Advertising of the event was very prominent on campus. The girls posted signs around campus, had an announcement in the weekly emails and used word of mouth. Because the event was so far from campus, the girls relied heavily on the Howell community, who were very supportive. While the dance team had members standing on the corner of Route 9 promoting the event, members of the community took time out of their Sunday to help the girls fund their trip to Nationals. Members of the community even donated money without getting their car washed.
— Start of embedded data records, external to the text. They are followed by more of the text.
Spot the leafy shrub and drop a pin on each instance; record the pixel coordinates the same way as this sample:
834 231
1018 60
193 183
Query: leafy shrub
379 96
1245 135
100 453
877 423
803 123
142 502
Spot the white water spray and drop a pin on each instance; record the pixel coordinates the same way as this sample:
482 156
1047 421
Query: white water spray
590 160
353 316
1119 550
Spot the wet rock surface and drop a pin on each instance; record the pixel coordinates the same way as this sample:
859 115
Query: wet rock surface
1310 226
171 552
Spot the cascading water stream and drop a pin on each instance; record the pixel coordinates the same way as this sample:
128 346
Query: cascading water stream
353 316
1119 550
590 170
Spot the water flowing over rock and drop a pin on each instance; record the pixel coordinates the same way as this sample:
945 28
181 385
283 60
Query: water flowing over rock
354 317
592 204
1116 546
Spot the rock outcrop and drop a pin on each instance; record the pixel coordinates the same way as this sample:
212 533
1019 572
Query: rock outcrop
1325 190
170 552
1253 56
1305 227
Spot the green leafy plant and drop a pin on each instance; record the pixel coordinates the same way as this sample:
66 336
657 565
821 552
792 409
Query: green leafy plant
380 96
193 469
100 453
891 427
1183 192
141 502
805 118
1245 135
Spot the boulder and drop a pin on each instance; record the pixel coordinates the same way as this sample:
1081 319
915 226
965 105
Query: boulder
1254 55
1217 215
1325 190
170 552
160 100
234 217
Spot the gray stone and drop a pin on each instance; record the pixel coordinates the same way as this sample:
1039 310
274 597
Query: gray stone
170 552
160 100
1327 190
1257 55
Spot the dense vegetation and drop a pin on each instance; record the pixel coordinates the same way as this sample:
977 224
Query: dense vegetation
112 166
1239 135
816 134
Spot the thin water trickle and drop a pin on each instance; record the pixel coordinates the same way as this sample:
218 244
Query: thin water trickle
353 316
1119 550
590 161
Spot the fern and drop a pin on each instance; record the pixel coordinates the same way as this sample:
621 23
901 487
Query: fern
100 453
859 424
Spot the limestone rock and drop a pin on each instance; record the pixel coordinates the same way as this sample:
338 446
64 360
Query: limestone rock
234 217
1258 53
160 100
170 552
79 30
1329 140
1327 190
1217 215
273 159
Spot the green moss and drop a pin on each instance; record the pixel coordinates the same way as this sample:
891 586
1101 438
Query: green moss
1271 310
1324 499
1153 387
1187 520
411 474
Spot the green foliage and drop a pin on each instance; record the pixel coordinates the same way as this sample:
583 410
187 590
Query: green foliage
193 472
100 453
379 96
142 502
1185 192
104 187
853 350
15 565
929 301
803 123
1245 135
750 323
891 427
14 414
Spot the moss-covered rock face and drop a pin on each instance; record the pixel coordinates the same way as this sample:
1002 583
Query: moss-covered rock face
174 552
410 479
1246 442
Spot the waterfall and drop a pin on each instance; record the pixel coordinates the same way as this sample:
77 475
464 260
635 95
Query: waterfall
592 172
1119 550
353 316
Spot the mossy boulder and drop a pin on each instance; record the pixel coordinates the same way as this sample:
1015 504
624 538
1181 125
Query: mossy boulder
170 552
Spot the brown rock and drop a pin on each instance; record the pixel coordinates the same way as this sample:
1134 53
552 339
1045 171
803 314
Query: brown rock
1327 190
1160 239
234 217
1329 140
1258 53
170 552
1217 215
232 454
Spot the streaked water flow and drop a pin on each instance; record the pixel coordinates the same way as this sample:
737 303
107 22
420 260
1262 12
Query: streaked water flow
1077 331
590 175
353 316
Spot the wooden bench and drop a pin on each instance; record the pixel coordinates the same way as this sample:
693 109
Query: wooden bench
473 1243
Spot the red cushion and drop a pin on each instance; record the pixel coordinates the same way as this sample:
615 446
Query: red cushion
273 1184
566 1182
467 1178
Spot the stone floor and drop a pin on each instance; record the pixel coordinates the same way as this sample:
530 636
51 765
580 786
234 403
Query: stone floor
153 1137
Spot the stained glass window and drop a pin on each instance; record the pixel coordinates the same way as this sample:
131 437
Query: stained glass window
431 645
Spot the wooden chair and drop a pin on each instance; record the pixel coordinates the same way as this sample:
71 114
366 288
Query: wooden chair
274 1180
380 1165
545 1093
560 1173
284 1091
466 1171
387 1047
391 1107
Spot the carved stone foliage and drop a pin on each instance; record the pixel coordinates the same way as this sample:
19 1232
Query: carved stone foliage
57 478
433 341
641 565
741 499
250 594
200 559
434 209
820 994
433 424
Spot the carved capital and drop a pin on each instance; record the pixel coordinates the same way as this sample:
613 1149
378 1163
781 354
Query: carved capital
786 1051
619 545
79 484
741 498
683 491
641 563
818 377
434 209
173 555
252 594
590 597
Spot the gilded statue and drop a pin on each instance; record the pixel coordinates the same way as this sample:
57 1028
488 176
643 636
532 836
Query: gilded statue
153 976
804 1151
This will not be the only fundraiser the girls of the dance team will be having this year, since Nationals are in the spring the girls have a lot more time to raise money. The girls plan to host various fundraisers throughout the year, but they will be having a bake sale next month, on October 24, from 10:00 am to 4:00 pm in the Rebecca Stafford Student Center. The girls will be selling baked goods in another effort to raise more money for Nationals and they also have some other fundraisers in the works.

If you want to get involved with the dance team, students are required to go through a try-out. The dance team has two open try-outs every year, one in the fall, and another in the spring.

If you were not able to attend the car wash, but would still like to contribute to the team, they are always looking for support and would appreciate donations from members of the community, faculty and students. Also be on the lookout for the upcoming fundraisers the girls will be holding and help the dance team on their endeavor to Nationals in the spring.